Je ne sais pas si vous avez remarqu

Hunex est un petit éditeur japonais que j’apprécie beaucoup. Ils sont à l’origine de l’excellent Nirgenz sur PC-FX et plus récemment du décevant Angel Present sur Dreamcast, mais quand bien même, je continue à y croire. Hunex fête cette année ses 10 ans d’existence mais Love Smash nous montre que cet éditeur (comme tant d’autres) a vraiment du mal à négocier le passage de la 2D à la 3D.

Naufrage d’ici la fin de ce test

C’est plutôt original, Love Smash propose des joueurs costumés (un peu à la Dead Or Alive) pour jouer au tennis. Les demoiselles ont des poitrines opulentes toutes en silicone. Croyez-moi, pour jouer au tennis, le silicone ça ne vaut rien : en journaliste zélé, je suis même allé voir jusqu’aux états-unis ce que le silicone vallait.

Un tennis thématisé, avec des décors eux aussi thématisés, pourquoi pas ?
Alors, je lance le jeu, ouii, voilààà, kawaii la petite image en haut à gauche pendant le loading. Ha tiens, y’en a une autre, ha, encore une ? Oh mon dieu, je remarque à peine maintenant qu’il y a une barre de loading bleue qui augmente lentement mais sûrement. C’est long ! Ca fait beaucoup d’images ! C’est long ! Encore quelques images ! Bon elle se termine où cette barre ?

On en tient un gros !

Bravo ! C’est du jamais vu ! Des graphismes aussi laids pour un loading aussi long, je crois que là on a un record du monde ! Graphiquement on se croirait revenu en 1994, les gros pixels en moins. Les personnages sont moches comme c’est inimaginable : on peut compter les polygones à l’oeil nu, la plupart des arêtes sont visibles. Les décors sont pourris et les couleurs sont du même acabit, la maniabilité catastrophique finit son oeuvre ! La motion capture réalisée sur des pingouins d’Amérique du Nord en rut est criante de vérité. Après quelques parties on se surprend même à imiter une otarie sur la table basse du salon.

Décidément, pour l’instant, le tennis sur PS2 ce n’est pas trop la joie.
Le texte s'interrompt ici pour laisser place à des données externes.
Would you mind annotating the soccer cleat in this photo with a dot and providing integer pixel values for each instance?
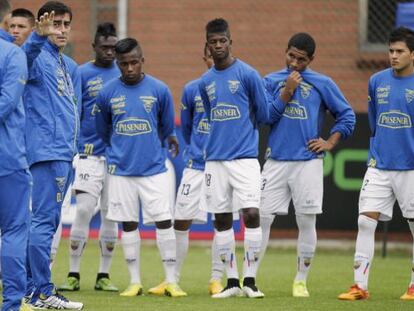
(214, 287)
(299, 289)
(227, 292)
(72, 284)
(132, 290)
(105, 284)
(56, 301)
(409, 294)
(159, 289)
(354, 293)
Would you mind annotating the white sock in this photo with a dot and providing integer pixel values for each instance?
(217, 267)
(226, 245)
(411, 225)
(182, 240)
(167, 247)
(364, 250)
(306, 244)
(85, 205)
(252, 245)
(55, 245)
(266, 225)
(131, 243)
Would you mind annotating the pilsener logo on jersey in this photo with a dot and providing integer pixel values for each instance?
(225, 112)
(132, 127)
(294, 110)
(394, 120)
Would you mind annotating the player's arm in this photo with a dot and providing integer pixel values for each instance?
(103, 119)
(186, 114)
(166, 122)
(12, 86)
Enfin, celui-là respecte au moins les règles du tennis, mais c’est tellement mauvais que vous couperez votre console avant de vous en rendre compte. De deux choses l’une, votre manette aura volé par la fenêtre, ou les loadings seront venus à bout des plus patients.

Je ne sais pas ce que les programmeurs ont voulu nous prouver : qu’on pouvait faire tourner des jeux PSone sur PS2 ? Mais oui, on est au courant, faudrait penser à mettre le turbo là !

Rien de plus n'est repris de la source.